Examples of non-free group actions on trees with finite edge-stabilizers

Question

I am interested in finding examples of finitely-generated non-free groups $H$ such that $H$ is a finite index subgroup of some group $G$ and $H$ acts without edge-inversion on some tree $T$ with finite edge-stabilizers. I am unsure what sort of constraints can be placed on $H$ in this context. I am familiar with Bass-Serre Theory but I am still new to it.

I would also be interested in the case that $H$ is free but its action on $T$ is not.

Any ideas/advice would be greatly appreciated.

Answer 1

As I mentioned in the comments, free products give you actions on trees with the properties you desire.
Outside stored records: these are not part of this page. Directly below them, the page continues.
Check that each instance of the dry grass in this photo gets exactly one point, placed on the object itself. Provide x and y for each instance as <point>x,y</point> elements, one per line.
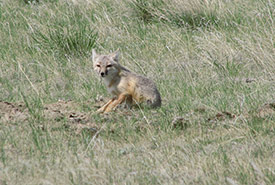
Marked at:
<point>213,62</point>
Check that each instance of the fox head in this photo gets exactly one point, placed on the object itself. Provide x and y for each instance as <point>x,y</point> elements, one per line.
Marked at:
<point>105,65</point>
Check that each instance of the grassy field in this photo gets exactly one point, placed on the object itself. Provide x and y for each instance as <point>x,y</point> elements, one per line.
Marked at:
<point>213,62</point>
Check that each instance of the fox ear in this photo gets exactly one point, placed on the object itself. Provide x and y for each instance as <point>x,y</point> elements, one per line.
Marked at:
<point>93,55</point>
<point>115,55</point>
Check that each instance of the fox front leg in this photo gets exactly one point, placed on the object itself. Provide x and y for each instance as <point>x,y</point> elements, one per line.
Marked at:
<point>115,103</point>
<point>103,108</point>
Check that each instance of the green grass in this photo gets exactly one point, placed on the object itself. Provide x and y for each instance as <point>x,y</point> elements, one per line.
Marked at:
<point>212,61</point>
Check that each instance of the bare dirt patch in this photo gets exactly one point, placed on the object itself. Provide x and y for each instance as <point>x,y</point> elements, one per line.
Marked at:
<point>67,111</point>
<point>12,112</point>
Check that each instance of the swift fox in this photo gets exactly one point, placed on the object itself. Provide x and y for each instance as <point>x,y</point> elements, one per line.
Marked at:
<point>123,84</point>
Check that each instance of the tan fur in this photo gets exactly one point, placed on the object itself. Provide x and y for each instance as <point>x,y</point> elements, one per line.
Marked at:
<point>123,84</point>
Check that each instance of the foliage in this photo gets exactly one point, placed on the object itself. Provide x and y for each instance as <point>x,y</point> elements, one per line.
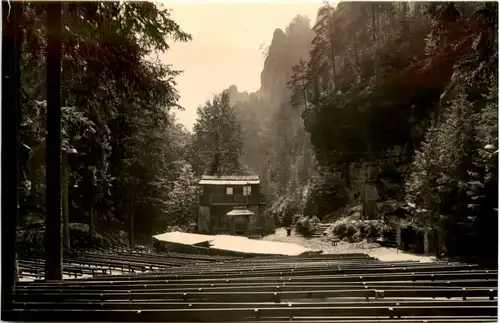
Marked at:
<point>358,230</point>
<point>117,98</point>
<point>182,201</point>
<point>284,209</point>
<point>306,226</point>
<point>217,142</point>
<point>325,196</point>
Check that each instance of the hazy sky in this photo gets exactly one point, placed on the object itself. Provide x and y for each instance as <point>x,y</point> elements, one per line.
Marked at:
<point>225,46</point>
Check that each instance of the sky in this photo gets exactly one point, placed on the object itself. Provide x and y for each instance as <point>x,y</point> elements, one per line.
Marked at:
<point>226,45</point>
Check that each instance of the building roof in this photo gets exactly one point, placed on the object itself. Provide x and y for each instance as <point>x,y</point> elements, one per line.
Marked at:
<point>240,211</point>
<point>229,180</point>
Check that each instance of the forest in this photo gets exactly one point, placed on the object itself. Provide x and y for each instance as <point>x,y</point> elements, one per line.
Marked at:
<point>389,102</point>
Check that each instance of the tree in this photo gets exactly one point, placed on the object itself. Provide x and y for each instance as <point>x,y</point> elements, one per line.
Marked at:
<point>182,201</point>
<point>217,138</point>
<point>11,51</point>
<point>53,222</point>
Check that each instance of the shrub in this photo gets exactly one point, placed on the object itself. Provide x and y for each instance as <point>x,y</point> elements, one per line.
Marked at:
<point>339,228</point>
<point>296,218</point>
<point>284,210</point>
<point>358,230</point>
<point>306,226</point>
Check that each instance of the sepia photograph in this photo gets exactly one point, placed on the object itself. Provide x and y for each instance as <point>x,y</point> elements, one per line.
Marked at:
<point>242,161</point>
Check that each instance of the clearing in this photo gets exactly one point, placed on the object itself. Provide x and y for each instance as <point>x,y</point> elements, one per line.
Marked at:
<point>372,249</point>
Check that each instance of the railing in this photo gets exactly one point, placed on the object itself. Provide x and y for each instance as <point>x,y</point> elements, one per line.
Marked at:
<point>228,199</point>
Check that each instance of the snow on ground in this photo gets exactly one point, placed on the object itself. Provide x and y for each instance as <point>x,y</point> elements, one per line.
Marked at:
<point>243,244</point>
<point>235,243</point>
<point>183,237</point>
<point>372,249</point>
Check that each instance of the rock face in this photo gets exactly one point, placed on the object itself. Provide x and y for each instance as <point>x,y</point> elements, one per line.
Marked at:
<point>274,75</point>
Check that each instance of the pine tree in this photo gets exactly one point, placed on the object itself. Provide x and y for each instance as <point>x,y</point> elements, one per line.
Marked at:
<point>218,140</point>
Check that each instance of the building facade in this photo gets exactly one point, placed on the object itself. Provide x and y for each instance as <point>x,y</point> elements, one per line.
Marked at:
<point>230,205</point>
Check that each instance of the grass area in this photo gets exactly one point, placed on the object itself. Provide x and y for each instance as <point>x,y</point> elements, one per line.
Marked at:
<point>372,249</point>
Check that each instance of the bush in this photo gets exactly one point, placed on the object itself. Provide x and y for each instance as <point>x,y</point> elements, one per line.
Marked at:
<point>306,226</point>
<point>284,210</point>
<point>358,230</point>
<point>326,195</point>
<point>296,218</point>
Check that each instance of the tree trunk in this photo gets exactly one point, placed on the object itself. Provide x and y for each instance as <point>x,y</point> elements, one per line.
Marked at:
<point>332,49</point>
<point>131,233</point>
<point>11,52</point>
<point>53,232</point>
<point>374,31</point>
<point>91,209</point>
<point>65,204</point>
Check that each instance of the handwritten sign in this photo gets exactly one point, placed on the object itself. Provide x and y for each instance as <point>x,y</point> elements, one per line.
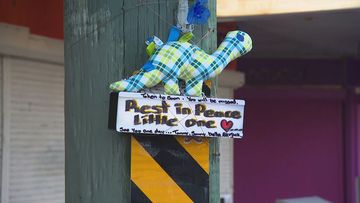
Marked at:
<point>146,113</point>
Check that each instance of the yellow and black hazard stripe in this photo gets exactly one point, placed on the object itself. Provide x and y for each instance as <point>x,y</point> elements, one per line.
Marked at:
<point>169,169</point>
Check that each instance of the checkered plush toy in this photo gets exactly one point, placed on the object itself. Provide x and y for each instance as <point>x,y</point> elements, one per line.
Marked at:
<point>176,60</point>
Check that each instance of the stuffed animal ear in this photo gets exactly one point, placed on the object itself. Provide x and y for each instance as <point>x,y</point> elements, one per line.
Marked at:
<point>186,37</point>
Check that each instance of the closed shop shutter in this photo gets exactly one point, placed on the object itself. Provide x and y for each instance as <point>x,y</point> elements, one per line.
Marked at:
<point>33,154</point>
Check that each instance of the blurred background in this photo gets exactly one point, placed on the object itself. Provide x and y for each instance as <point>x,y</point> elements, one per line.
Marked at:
<point>301,83</point>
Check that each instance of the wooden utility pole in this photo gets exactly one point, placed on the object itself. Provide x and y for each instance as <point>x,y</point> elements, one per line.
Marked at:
<point>104,42</point>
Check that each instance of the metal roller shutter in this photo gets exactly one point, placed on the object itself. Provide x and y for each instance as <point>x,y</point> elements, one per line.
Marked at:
<point>33,154</point>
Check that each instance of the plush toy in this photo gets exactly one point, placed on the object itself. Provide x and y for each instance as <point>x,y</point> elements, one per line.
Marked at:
<point>176,60</point>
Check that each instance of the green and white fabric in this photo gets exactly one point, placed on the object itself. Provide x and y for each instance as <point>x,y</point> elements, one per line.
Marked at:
<point>182,60</point>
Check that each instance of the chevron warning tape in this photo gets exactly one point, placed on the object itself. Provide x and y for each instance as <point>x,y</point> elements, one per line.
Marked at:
<point>169,169</point>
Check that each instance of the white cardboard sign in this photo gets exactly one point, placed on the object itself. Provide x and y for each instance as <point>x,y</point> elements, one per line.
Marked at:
<point>146,113</point>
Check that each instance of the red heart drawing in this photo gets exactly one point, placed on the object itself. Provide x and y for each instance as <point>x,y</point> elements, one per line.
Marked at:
<point>226,125</point>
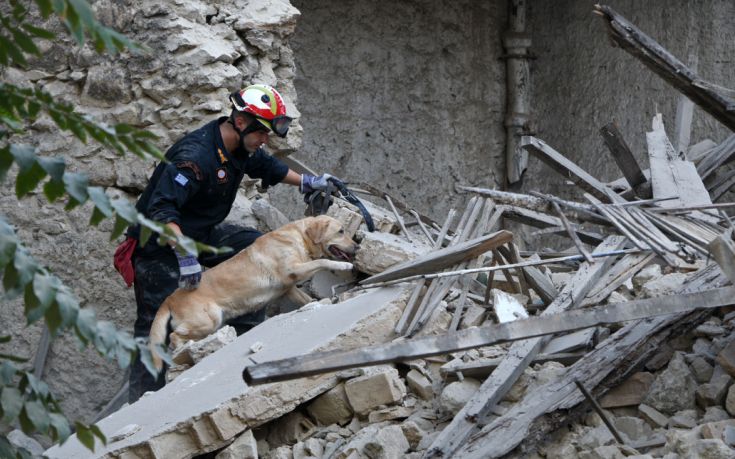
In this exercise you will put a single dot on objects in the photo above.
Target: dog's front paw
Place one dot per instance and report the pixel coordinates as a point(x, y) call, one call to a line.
point(343, 266)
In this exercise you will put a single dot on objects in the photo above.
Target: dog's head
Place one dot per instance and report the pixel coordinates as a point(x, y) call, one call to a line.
point(329, 237)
1. If $A$ or $B$ are non-free groups then the free product $A*B$ acts on its Bass-Serre tree with trivial (hence finite) edge stabilisers.
2. If $A$ and $B$ are free groups then the free product $A*B$ is free but acts non-freely on its Bass-Serre tree (as vertex stabilisers are non-trivial).

I wrote out a description of the Bass-Serre tree for a free product $A*B$ and the associated action here.

More exotic examples can be cooked up using HNN-extensions or free products with amalgamation (e.g. finite but non-trivial edge stabilisers in (1)).